Годунов почти жалобно смотрел на это существо, которое в очередной раз поставило его в тупик. Но еще продолжал сопротивляться, принимать надменный вид и спрашивать через губу:
– Да зачем бы мне с тобой беседовать? Больно ты сдалась мне!
– Сдалась, не сдалась… – усмехнулась Анхен. – А вдруг я и есть та самая кочка, которую ты норовишь в болоте нашарить?
«Ну и тва-арь!» – пронеслось в мыслях Годунова – но уже не с осуждением или боязнью, а с восхищением. Он даже не знал, что сказать на это, стоял да поглядывал на девушку в задумчивости, как вдруг заметил, что Анхен странно махнула рукой, словно отгоняя кого-то, и на лице ее при этом промелькнуло откровенно досадливое выражение. В то же мгновение Годунов увидел еще одну рыжую голову, торчащую из-за угла забора. Почти сразу голова скрылась, но Борис успел разглядеть миловидное лицо, чистую одежонку, и его удивило, что на незнакомом существе были портки да рубаха: лицо своими нежными чертами казалось вполне девичьим. И очень похожим на Анхен!
– А это еще кто? Сестра твоя? Чего она в портках щеголяет?
– Сестра-а? – вытаращила глаза Анхен. – Скажешь тоже, сударь! Это ведь вьюноша молодой, Сенька его зовут.
– Может, брат? – предположил Годунов – да так и взвился: – Уж не он ли палку мне в седло сунул?!

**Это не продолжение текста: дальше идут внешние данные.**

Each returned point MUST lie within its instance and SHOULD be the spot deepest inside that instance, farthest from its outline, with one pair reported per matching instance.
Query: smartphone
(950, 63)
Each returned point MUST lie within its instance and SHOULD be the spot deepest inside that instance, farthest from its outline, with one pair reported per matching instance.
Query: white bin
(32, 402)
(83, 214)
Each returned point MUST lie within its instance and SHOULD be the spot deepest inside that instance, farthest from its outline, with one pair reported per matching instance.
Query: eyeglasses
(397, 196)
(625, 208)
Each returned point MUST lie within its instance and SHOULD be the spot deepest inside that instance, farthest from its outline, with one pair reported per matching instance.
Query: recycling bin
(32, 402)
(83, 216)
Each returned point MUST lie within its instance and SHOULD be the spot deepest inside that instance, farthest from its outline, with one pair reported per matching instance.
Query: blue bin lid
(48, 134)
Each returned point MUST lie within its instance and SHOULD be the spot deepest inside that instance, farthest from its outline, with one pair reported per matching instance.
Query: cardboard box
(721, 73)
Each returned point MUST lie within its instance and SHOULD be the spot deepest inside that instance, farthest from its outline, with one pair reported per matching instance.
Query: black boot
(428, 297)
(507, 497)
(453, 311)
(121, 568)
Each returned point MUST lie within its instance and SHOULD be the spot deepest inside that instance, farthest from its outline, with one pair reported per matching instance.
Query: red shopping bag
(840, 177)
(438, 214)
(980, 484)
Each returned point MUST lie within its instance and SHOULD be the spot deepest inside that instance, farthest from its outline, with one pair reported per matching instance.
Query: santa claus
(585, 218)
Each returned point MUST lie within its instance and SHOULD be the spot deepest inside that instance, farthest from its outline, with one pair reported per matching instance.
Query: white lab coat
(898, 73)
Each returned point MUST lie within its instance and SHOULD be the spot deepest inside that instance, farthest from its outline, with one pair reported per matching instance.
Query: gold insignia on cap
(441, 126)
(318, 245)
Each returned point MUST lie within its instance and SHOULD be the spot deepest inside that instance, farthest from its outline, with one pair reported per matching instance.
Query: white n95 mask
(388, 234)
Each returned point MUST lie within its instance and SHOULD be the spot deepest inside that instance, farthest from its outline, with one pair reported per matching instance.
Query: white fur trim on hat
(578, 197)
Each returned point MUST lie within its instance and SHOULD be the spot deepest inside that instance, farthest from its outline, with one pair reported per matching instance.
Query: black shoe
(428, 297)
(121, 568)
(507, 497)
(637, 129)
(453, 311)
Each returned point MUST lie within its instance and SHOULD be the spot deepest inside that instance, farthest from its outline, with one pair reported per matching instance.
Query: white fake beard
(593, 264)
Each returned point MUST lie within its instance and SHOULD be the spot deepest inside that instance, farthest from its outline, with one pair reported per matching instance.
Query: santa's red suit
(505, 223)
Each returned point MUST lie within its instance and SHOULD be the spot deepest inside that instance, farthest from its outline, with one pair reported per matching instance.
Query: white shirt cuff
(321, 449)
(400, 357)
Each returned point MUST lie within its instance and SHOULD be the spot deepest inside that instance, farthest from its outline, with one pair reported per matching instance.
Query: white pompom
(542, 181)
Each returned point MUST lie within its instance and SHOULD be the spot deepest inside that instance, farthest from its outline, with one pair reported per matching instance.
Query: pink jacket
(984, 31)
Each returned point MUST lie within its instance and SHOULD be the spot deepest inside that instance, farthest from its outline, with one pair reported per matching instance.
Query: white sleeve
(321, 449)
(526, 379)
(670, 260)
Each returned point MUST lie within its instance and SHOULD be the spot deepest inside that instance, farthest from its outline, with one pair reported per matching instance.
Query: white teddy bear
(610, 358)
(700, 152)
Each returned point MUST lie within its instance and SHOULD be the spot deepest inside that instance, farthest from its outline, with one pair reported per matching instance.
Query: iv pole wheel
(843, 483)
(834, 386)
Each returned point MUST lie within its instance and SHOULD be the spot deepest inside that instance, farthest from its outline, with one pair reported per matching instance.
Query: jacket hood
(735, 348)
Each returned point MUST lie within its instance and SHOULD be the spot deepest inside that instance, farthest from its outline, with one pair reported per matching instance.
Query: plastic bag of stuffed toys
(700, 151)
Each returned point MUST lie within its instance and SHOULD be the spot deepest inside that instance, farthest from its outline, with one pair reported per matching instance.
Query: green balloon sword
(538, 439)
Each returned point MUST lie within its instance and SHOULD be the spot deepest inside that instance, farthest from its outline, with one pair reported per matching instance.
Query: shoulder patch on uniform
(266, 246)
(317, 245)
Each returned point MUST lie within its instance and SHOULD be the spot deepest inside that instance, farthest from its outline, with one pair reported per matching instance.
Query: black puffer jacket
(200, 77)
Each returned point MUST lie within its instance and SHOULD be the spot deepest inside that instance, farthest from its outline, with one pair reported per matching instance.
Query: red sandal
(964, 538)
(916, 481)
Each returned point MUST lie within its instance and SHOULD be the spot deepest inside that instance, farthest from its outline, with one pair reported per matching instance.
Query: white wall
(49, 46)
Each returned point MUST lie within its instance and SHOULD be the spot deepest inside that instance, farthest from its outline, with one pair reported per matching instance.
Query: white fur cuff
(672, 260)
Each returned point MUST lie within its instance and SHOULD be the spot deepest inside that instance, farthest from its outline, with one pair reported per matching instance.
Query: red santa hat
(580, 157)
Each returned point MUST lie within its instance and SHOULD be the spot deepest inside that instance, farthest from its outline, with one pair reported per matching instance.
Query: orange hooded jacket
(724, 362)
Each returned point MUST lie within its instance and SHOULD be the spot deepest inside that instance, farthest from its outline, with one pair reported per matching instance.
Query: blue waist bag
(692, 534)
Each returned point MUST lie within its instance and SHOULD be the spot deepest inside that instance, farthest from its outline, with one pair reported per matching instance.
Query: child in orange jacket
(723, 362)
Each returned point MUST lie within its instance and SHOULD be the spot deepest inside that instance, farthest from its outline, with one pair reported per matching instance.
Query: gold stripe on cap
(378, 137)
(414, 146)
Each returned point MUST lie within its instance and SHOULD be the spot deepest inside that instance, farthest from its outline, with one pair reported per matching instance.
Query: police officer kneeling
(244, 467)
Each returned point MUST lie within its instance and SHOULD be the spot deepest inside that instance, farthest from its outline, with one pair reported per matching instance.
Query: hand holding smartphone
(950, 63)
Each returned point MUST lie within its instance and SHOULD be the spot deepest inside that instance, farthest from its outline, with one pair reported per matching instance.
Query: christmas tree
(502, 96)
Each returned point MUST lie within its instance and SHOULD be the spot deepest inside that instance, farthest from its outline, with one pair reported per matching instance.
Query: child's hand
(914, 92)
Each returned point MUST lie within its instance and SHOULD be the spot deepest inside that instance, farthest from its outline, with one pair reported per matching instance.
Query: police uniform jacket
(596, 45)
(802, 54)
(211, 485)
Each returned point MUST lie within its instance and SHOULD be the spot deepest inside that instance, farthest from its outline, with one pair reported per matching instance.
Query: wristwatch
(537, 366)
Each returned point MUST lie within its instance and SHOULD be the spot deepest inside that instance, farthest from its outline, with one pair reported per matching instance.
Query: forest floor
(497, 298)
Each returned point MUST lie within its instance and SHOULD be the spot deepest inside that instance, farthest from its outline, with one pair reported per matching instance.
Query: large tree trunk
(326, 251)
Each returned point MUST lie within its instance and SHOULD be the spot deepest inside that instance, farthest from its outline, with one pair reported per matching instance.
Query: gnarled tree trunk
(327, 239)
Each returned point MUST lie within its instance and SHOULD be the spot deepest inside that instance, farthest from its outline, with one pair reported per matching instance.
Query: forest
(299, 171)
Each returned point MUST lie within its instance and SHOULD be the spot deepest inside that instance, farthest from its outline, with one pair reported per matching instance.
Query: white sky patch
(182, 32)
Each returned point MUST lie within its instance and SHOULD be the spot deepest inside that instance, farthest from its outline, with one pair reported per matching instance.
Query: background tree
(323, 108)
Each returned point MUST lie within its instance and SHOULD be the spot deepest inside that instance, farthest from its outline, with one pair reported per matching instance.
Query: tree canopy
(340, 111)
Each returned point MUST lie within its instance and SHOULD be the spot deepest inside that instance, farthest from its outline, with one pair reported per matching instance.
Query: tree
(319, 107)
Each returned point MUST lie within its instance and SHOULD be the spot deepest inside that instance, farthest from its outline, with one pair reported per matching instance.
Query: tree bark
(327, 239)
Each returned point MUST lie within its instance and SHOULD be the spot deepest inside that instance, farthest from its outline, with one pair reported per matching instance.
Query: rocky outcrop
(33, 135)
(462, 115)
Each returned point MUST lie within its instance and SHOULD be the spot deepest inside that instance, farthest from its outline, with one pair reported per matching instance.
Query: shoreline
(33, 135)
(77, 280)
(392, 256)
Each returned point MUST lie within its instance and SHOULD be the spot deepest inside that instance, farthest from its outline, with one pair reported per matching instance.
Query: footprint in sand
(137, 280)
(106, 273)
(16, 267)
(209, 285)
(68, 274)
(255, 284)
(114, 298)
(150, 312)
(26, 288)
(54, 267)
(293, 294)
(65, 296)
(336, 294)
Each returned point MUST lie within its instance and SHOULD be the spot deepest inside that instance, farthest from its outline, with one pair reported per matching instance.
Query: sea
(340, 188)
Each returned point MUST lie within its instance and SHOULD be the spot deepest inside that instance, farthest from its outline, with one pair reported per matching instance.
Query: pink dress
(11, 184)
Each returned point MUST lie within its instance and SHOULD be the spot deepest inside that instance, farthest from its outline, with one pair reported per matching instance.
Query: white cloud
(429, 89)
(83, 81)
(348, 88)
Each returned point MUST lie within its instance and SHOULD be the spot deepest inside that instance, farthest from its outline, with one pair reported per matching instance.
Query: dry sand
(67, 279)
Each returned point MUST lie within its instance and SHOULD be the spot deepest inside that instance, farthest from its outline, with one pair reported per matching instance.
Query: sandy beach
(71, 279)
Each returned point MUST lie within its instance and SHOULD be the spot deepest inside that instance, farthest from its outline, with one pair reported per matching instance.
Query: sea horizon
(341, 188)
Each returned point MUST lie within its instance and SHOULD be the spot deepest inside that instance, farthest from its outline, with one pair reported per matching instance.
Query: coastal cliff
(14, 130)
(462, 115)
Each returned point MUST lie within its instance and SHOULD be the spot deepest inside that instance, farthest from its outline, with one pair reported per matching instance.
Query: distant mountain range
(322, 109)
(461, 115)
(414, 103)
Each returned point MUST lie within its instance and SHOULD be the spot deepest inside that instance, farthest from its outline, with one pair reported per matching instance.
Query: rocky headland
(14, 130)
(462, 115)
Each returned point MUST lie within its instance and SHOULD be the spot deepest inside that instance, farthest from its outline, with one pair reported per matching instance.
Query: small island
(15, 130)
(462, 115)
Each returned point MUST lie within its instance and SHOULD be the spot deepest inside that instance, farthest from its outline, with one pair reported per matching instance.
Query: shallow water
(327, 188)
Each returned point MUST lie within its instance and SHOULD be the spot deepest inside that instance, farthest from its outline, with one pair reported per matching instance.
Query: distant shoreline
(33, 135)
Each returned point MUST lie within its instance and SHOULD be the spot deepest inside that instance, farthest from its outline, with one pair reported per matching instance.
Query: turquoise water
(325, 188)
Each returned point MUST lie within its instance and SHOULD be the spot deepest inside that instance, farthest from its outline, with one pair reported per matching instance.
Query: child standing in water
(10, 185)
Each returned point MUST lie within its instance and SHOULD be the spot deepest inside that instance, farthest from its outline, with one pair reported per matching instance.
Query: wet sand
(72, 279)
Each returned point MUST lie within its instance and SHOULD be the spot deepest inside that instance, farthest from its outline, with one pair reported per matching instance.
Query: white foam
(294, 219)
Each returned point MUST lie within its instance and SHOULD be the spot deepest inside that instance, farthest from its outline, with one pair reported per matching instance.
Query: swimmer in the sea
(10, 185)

– Успокойся, сударь, Сенька тут ни при чем, – остановила Анхен его порыв преследовать рыжего парнишку. – Никакой он мне не брат, просто таскается, как пришитый, следом. Куда ни пойду – он тут как тут: на базар ли, в церковь ли…
– Зазнобила сердце молодецкое? – с приличной разговору улыбочкою поиграл глазами Борис.
– Молодецкое, скажешь тоже! – с откровенным презрением фыркнула Анхен. – Он мальчишка еще, а душой – совершенно девка. Хлебом не корми – дай в женское платье переодеться, косы подвязать и пойти людям голову морочить. Как-то раз к нему к ряженому привязались пьяные опричники – Сенька в своем сарафане едва живой от них ушел: небось потискать чаяли, а то и блудным делом подол задрать. Дед у Сеньки богатый купчина, не надышится на единственного внучка-сиротинушку, все с рук ему спускает, вот и выросло неизвестно что.